The Actors on Their Intense Rolls
In addition, Løkke and Fredriksen, Good Boy also stars Amalie Willoch Njaastad and Nicolai Narvesen Lied. The lead actors were taxed with having to deliver a tour du force performance. Gard Løkke’s Christian had to appear charming at first, before things slowly dissolve into something truly dark and twisted. Katrine Lovise Øpstad Fredriksen had the challenging job embodying Sigrid, who eventually become trapped in Christian’s psychological mess. It’s a powerhouse performance, in fact, for the actor’s first major screen role.
“I was shocked when I found out what this film turned out to be,” Fredriksen admitted.
Viljar Bøe put out the audition announcement on the internet, and the first part of the audition I didn’t actually know very much about the film. The audition was for one of the love scenes. I got to the second round, and I was, of course, a little bit surprised.
“But it also intrigued me that some part of the film could be so different,” she added. “Sigrid is portraying what the audience sometimes explores while watching the film. It was very intriguing to me to be allowed to see what different types of reactions and feelings could emerge with this character in this type of situation.”

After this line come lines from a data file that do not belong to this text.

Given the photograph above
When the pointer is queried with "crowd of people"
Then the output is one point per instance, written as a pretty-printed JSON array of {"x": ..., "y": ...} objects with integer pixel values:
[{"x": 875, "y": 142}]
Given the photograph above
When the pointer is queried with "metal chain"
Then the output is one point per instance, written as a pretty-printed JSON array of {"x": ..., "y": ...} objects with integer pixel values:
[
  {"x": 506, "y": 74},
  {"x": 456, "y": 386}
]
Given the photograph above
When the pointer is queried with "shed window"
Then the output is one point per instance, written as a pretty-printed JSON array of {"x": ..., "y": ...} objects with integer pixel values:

Gard Løkke immediately wanted to know more about the film after Bøe gave him a short pitch. “He began telling me more after my first audition, but in short drips,” Løkke said, adding:
“With Viljar, you have to go with those small pieces of information. The more I knew, and the more I got to, I wondered how this story could go and what I could contribute to it. So, I started creating my idea of how this character could be, because he was obviously different from other people, and how I could put myself in that position as an actor.”
Let’s Provoke Thought
Several films of late have wandered into the deeply disturbing parts of a person’s wounded psyche. Indie movies like Mother!, The Passenger, and Run Rabbit Run immediately come to mind. Perhaps the biggest challenge here for the film’s leads was creating a foundation of trust so that by the time Sigrid is fighting for her life, the performers could ease out of the intense scenes with ease.

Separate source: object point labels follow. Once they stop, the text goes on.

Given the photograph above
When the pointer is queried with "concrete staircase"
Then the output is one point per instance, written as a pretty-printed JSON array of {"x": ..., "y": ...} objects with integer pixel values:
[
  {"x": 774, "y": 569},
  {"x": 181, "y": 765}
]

“First and foremost, it was important for us to create this safe environment where we could talk to each other,” Løkke noted. “Katrine and I spent our nights tuning in on each other and the scenes we were in. Many days, we finished shooting with a hug, just to create an environment where you have the freedom of space to discover and explore. Because Christian is a very different character, and it was really hard for Katrine to play against a character like that. I really commend her.”

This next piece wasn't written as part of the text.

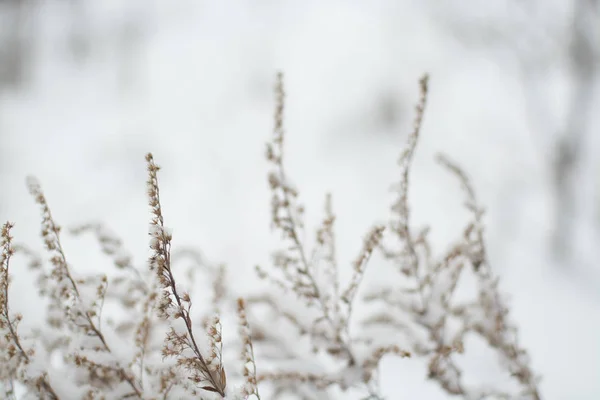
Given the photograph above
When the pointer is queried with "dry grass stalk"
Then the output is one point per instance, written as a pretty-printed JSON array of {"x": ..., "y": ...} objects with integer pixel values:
[{"x": 320, "y": 347}]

“It was an amazing experience for me,” Fredriksen added: “It felt as if there was space for having our creative opinions and trying out things. Gard was really supportive of me trying to figure it all out because this is the first film I’ve ever done. I’ve mostly worked in theater so many things were very new to me here.”
When asked what he hopes audiences take away from the thriller, Viljar Bøe said he wanted people to experience a wide range of reactions. “I’ve heard some people call it a comedy, some people call it thriller, some people call it like a mashup of different genres,” he said, adding:
I’ve been to some screenings where there’s been a lot of laughter and then others where people have been creeped out. As long as it’s a strong reaction, it’s valid. And it’s what I’m hoping for.
Good Boy premieres in theaters and on demand and digital platforms Sept. 8.